YEREVAN—Nikol Pashinyan led his My Step coalition to a historic landslide victory on Sunday night, bringing two decades of Republican Party majority to an abrupt end. With results coming in from just over 2,000 precincts across the country, the Central Election Committee (CEC) showed My Step with 70 percent of the vote, the most substantial majority in Armenia’s parliamentary history.
Two other parties will join My Step in parliament: business tycoon Gagik Tsarukyan’s Prosperous Armenia Party (PAP), and the liberal Bright Armenia party with eight-percent and six-percent, respectively.
The Republican Party suffered its greatest electoral defeat ever, not only losing control of the house but with only 60 thousand votes, failing to pass the five-percent threshold for parliamentary representation. The Republican Party was quick to condemn the election as unfair. Vice President of the RPA Arpine Hovhannisyan claimed, “All the kinds of violations that were typical of previous elections are present during today’s election.” Hovhannisyan served as Justice Minister during the previous election, which she declared free and fair. The party has not formally challenged the election results officially, however.
The Armenian Revolutionary Federation (ARF) also lost all of its seats; the party gathered less than four-percent of the vote. Other parties including the newly-formed social-democratic “Citizen’s Choice” and the far-right Sasna Dzrer parties did not make the cut either.
At a late-night press conference shortly after the announcement of the results, Pashinyan declared, “The revolution is not over. This is only the first stage. The revolution will not be complete until all its goals are fulfilled: to turn Armenia into an economically developed country and a strong member of the international political family.”
The outgoing Republican Party seized on the seemingly modest turnout of 50 percent. Deputy Chairman Armen Ashotyan took to Facebook claiming, “This proves that the holding of the pre-term parliamentary elections in December was not a ‘popular demand’ but the result of Nikol Pashinyan’s personal political calculations and interests.” Last year’s parliamentary vote saw a voter turnout of 60 percent.
On Facebook Live, Pashinyan downplayed the lower turnout, arguing that voters weren’t bribed or coerced to the polling stations this year. Others have pointed to the fact that the elections list included those who had been living outside the country for decades while maintaining a local address, thus inflating the number of eligible voters.
This election process witnessed an energetic and competitive campaign period and a landmark televised debate. On voting day, eight international observation missions numbering 505 observers joined almost 18-thousand local observers belonging to 22 local organizations.
Monitors recorded much fewer violations than in previous elections, many of which involved technical issues. Incidentally, several election-related violations involved the Republican Party handing out bribes or printed voting instructions for elderly voters.

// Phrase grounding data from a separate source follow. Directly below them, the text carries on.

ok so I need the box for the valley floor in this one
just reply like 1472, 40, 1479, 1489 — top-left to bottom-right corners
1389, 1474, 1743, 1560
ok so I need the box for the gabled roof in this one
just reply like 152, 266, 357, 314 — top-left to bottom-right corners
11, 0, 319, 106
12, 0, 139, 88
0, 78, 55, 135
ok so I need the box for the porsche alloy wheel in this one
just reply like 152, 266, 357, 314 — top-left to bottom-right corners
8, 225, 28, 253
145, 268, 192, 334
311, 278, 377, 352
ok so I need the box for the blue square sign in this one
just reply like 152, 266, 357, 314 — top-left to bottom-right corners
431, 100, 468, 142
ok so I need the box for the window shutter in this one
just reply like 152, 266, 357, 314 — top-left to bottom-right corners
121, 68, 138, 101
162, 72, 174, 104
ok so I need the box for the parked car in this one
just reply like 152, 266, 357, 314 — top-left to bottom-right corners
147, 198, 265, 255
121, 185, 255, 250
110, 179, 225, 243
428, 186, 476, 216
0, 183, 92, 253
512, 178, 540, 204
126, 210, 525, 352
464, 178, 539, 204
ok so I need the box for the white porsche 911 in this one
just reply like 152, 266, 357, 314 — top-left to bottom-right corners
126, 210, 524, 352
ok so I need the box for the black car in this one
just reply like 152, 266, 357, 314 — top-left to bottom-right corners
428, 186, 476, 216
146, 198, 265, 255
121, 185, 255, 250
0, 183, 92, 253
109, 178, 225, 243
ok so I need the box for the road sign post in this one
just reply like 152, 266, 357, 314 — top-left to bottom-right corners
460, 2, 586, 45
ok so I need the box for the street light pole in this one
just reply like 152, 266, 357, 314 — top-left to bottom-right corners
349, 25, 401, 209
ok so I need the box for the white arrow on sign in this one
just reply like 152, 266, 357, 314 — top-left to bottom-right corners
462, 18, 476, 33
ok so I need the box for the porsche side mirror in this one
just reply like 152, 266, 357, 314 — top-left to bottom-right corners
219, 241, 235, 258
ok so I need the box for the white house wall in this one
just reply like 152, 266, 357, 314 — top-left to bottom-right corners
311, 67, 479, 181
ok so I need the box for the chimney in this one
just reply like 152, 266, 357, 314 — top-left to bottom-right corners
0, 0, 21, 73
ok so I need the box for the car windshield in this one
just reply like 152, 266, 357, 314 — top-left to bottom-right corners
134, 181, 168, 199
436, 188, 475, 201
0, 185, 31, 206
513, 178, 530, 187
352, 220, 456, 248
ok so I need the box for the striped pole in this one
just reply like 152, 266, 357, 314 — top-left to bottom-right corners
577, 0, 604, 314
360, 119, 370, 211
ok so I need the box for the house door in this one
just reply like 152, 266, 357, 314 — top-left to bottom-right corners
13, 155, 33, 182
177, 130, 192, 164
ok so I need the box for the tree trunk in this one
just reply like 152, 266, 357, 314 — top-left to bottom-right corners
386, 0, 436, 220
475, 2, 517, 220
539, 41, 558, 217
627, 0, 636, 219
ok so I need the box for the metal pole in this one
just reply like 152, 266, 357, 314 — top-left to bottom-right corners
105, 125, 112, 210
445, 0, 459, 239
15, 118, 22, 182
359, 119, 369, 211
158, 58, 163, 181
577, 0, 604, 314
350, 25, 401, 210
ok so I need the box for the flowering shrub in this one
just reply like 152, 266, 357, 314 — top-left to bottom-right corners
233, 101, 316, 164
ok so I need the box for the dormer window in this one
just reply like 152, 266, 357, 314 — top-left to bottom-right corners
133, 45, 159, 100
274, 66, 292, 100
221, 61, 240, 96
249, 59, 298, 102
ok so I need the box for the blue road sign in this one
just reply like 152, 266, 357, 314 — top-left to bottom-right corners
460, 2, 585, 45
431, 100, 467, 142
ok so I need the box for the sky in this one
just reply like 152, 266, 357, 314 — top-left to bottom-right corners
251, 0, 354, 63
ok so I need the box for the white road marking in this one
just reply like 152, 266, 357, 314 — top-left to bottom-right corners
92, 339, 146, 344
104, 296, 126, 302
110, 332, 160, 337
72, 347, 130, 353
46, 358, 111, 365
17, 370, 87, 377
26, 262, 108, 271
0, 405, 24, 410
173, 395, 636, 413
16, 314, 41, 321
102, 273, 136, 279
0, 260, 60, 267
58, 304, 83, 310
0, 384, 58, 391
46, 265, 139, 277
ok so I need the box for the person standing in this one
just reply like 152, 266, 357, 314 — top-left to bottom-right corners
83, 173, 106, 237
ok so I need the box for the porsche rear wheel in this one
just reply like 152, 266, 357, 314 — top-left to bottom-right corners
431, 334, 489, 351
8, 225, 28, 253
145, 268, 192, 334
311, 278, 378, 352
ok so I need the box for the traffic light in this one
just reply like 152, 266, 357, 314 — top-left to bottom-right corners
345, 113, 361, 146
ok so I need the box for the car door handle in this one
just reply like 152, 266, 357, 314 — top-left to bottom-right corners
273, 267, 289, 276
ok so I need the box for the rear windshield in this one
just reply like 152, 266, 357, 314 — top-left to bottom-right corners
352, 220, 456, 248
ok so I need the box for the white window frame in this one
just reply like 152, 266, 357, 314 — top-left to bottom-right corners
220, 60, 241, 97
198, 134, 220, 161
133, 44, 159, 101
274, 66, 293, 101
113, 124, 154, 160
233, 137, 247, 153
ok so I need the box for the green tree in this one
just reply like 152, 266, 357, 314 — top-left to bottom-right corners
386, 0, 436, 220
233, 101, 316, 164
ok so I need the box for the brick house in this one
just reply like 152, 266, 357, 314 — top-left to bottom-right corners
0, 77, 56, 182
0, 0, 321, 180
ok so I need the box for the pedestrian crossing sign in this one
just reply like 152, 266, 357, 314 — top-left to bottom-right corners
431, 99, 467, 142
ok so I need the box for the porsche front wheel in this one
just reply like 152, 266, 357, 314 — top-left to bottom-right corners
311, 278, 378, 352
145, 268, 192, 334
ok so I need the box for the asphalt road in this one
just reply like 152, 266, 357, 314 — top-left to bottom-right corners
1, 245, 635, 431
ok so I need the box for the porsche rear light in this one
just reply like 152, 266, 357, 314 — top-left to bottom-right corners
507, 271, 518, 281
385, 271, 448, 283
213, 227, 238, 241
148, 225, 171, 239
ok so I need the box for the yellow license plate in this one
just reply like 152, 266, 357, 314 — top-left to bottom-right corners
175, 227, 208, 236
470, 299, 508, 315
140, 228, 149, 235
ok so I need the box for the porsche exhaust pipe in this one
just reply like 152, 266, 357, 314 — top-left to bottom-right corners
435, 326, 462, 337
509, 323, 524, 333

During a press conference on Monday, the European Union’s observation mission said the elections “were held with respect for fundamental freedoms and enjoyed broad public trust that needs to be preserved through further electoral reforms.” A similar conclusion was reached by the Organization for Security and Cooperation in Europe (OSCE)’s observation mission.
At the polling stations, police officers stood watch while voters lined up to cast ballots. The crowd at precinct 9/21 on Yerevan’s Saryan Street was made up primarily younger voters. One woman told the Weekly, “This is my first time voting, the first time I felt it mattered.”
As the CEC wraps up its final seat allocation in the new parliament, Pashinyan is laying out his priorities to voters. “Our chief priority will be to bring about an ‘economic revolution’ that would significantly reduce poverty, create many jobs and thus raise living standards in the country.”